同じ天然繊維でも綿やシルクの織物だと横糸を交換するだけでよいということが多いが、麻を縦に張るとそうはいかない。他の産地の機屋さんから麻を織りたいというアドバイスを求められることが多いが、織機の問題だけではなくて、糸から織れるように選んだり準備が必要で、織れないときに織れるようにもっていくような力が必要なのだが、糸が問題であることも多いので織機を調整すればするほど織機の調整が狂ってしまうというような存続すら危ぶまれる最悪の結果にもなりかねない。織機を調整しているだけでは何も仕事が前に進まないので機場を動かす考え方というものは必要で、動かせる人の少ない状況でたくさんの織機を必要とする理由もそのあたりなのである。
2017年07月31日
今日は、山神シャツの山神さんが名古屋のイベントのあと、また東京から山神さんのお客様がお越しくださりいろいろとお話を伺う。他とは違う部分が他とは違うものづくりへのこだわりから生まれてくるようなお話でお聞きして同じなんだなあと感じられ、うなずけるお話ばかり。服飾の世界であるべき姿のような理想的な考え方を実線し成り立たせておられるような山神さんのお話をお聞きするチャンスだと思い、新しい役員の女の子も食食事にご一緒させていただく。

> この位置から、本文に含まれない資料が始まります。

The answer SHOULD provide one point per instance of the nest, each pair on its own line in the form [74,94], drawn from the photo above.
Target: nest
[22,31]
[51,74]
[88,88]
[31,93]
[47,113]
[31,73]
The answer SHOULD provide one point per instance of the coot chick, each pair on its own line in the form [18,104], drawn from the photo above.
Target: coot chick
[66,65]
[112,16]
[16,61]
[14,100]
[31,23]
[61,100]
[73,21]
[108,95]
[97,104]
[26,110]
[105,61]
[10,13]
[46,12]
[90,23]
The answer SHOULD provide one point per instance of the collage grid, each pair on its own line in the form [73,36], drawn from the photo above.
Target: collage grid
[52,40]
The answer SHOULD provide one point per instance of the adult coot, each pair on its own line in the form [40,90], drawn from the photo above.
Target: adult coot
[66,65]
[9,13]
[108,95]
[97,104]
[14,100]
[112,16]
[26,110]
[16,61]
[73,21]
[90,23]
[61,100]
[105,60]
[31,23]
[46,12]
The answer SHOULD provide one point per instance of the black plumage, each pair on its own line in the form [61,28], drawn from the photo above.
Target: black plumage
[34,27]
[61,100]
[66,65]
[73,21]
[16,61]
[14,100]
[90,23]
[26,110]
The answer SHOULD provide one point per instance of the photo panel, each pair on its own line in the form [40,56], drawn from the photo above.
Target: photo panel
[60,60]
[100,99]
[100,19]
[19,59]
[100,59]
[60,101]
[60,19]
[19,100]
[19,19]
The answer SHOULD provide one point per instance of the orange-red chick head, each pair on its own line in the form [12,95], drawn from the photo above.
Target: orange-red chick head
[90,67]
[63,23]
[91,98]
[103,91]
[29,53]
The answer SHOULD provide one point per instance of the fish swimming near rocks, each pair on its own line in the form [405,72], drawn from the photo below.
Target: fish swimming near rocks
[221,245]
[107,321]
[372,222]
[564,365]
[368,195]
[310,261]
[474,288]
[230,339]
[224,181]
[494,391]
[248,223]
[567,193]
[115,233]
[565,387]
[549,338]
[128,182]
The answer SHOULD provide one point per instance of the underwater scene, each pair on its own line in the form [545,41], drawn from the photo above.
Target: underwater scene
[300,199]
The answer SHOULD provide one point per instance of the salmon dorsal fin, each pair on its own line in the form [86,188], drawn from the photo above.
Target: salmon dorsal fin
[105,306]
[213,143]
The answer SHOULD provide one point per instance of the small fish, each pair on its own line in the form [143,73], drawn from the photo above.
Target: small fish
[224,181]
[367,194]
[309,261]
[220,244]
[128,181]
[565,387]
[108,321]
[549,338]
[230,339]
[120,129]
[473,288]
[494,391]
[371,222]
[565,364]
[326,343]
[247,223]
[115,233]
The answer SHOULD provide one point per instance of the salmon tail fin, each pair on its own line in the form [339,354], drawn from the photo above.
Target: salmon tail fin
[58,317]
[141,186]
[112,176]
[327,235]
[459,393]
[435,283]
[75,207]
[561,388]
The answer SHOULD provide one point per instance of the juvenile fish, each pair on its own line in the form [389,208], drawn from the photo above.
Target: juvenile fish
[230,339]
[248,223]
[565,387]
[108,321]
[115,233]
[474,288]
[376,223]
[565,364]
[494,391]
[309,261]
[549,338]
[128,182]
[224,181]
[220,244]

優雅に見える世界でも、終わることができればどれだけ楽なのかという苦労の連続で作り上げておられるような部分や、そしてそういう苦労な作業を当たり前に楽しめ、それがお客様が喜んでいただけるからというために、何度も何度もやり直したり。常に余裕のない状態で仕事を生め、迷っていられないほどに仕事をこなしていかれている部分に、大きなブレがないスタイルじゃないのかといわれるのも私の考えと似すぎていて、正しいことなのだろうと思うけども、日本の繊維業界の他の方からはあまり聞くことのないのも不思議に思う。

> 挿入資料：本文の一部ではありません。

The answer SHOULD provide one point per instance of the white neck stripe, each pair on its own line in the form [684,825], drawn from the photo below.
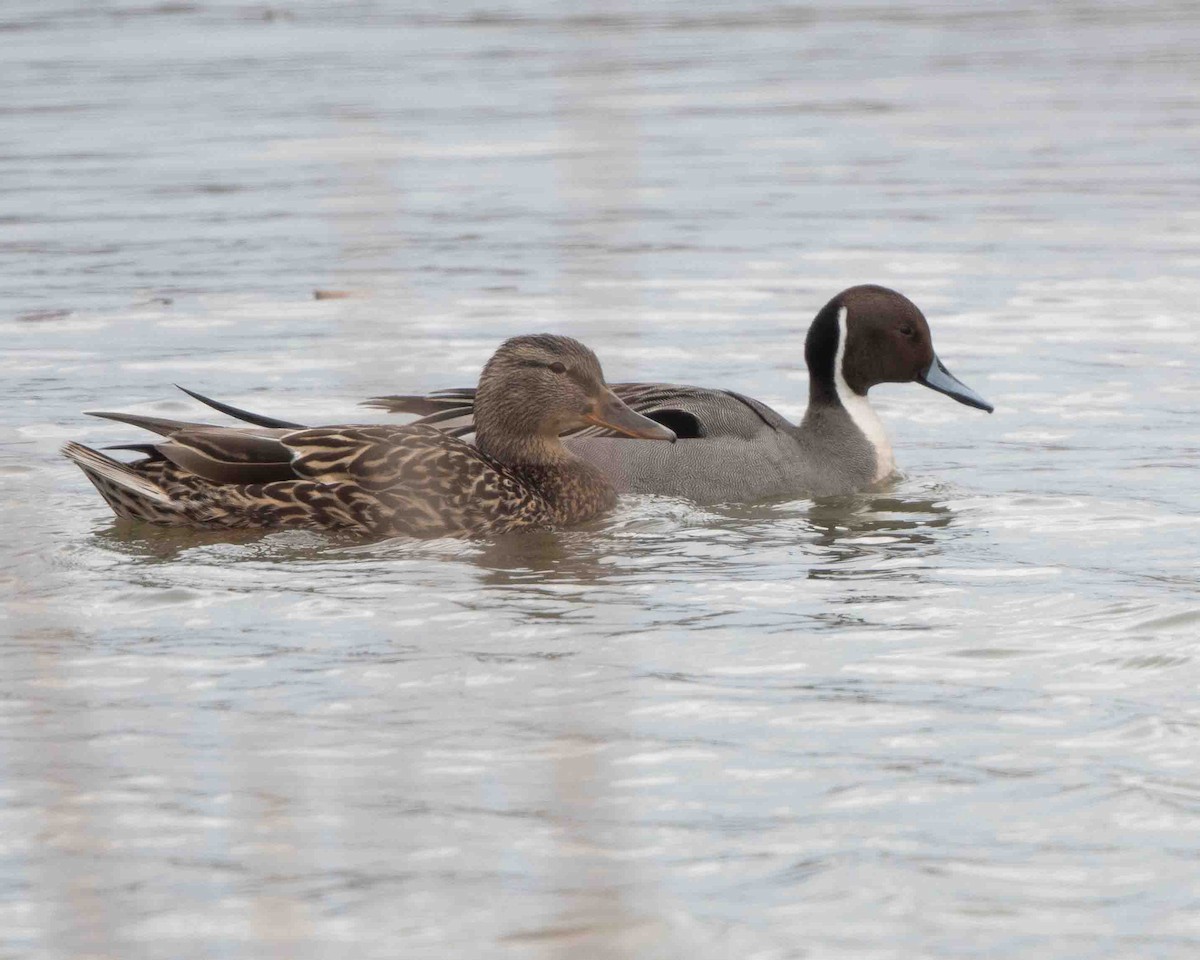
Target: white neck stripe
[861,409]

そういう世界を作り出せる人がいるからそういう世界が存在するのだなあと実感をし、普通を要求すれば消えてなくなるようなものだろうと思える。若かりし頃に、自分を思ってくれる親しい方からやっても駄目だと親身なアドバイスを受けたそうで、どこまで普通から外れているかというあたりがその道を作り出すときには必要なのだろうと思う。また、理想と現実という部分もしっかりと持っておられて現実的な部分押さえながら理想の部分を生み出しておられるあたり、継続するためには大事な要素なんだろうなあと。